事 業 名: 県営かんがい排水事業(新農業水利システム保全整備事業)
   地 区 名: 旧迫川地区
   事業主体: 宮城県
   事業内容: 親局設備(中央管理所新設、旧中央制御室撤去)
         子局整備(16機場遠隔監視制御設備、4機場除塵機設置)
   事業年度: 平成17年度~平成22年度
   総事業費: 1,069,150千円
   負担割合: 国50%、宮城県30%、登米市10%、改良区10%

システムの機能

 親局となる中央管理所には、各子局から伝送される各種データを収集し、演算や記憶をする演算処理装置が設置され、ポンプの稼働やゲートの開閉指示などを含め、一括管理されます。収集した情報は、わかりやすく整理して画面上に表示し、各施設の稼働状況や装置の異常の有無などが容易に確認できます。
 具体的には、各機場のポンプの状態、バルブ開度、ゲート開度、水位、流量など表示項目が多岐にわたり、運転状況や各種数値を時系列に表示し、グラフ表示もできます。また、主要な揚水機場(南方機場、米山機場、高石機場、畑岡機場)には監視カメラを設置し、中央管理所からモニターで監視を行うことにより、管理運用上の安全性と操作の確実性を増しています。

システムのイメージ

 

国営 髙石揚水機場

この施設は2・3号機が排水専用機で、1号機については用排水兼用機となっていて、揚水終了後も排水機として稼働しています。また、遠隔制御による無人機場のため運転管理者は置かずにゴミの清掃管理者を委託しています。

国営 南方揚水機場

この施設は当管内最大の排水受益面積を持つ揚水機場であり、1号から4号まで4台ある揚水機の内、1台だけが用排水兼用機であり、その他については排水専用機となっています。
また、排水時には隣接する高取水門の調整を行って旧迫川に排出しています。

国営 山吉田揚水機場

この施設は当管内で最も広い受益面積を持つ揚水機場で、5月から8月下旬までの間24時間フル稼働する重要な揚水機場です。
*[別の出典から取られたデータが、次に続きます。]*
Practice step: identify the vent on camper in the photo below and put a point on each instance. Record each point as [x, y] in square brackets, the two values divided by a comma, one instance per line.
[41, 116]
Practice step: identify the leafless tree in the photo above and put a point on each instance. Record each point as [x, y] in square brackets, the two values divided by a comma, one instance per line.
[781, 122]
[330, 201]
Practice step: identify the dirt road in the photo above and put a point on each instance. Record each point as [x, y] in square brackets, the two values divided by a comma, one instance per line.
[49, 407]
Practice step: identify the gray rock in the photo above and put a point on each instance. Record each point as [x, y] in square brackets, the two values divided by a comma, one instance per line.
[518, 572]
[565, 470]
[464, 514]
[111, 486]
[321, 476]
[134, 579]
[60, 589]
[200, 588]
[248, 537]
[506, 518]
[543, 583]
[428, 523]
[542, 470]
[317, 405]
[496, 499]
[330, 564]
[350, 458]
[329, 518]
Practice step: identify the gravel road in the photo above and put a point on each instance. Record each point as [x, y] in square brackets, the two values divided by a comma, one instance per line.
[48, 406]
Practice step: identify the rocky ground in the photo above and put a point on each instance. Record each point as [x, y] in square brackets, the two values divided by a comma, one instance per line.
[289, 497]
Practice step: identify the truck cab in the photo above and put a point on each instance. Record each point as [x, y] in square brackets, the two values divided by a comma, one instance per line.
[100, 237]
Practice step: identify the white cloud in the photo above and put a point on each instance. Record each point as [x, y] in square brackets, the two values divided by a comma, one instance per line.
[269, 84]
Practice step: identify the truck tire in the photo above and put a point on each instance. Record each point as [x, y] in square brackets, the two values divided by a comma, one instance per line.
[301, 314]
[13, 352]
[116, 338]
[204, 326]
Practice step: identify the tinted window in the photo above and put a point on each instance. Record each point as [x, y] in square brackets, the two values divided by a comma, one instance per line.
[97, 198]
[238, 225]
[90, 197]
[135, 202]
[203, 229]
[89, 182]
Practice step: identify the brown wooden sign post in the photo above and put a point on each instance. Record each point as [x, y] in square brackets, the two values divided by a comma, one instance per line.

ここも遠隔制御によって運転操作を行う無人機場ですが、ゴミ上げスクリーンの清掃について専従者1名を委託し管理しています。

国営 西館揚水機場

国営 米山揚水機場

この施設は遠隔操作によって運転を行う機場で、用水期間中はフル稼働となる他期間終了後は排水機場として運転を行います。

旧迫川を水源とする用排水機場ですが、地区末端にあるため排水運転の稼働時間も多い施設です。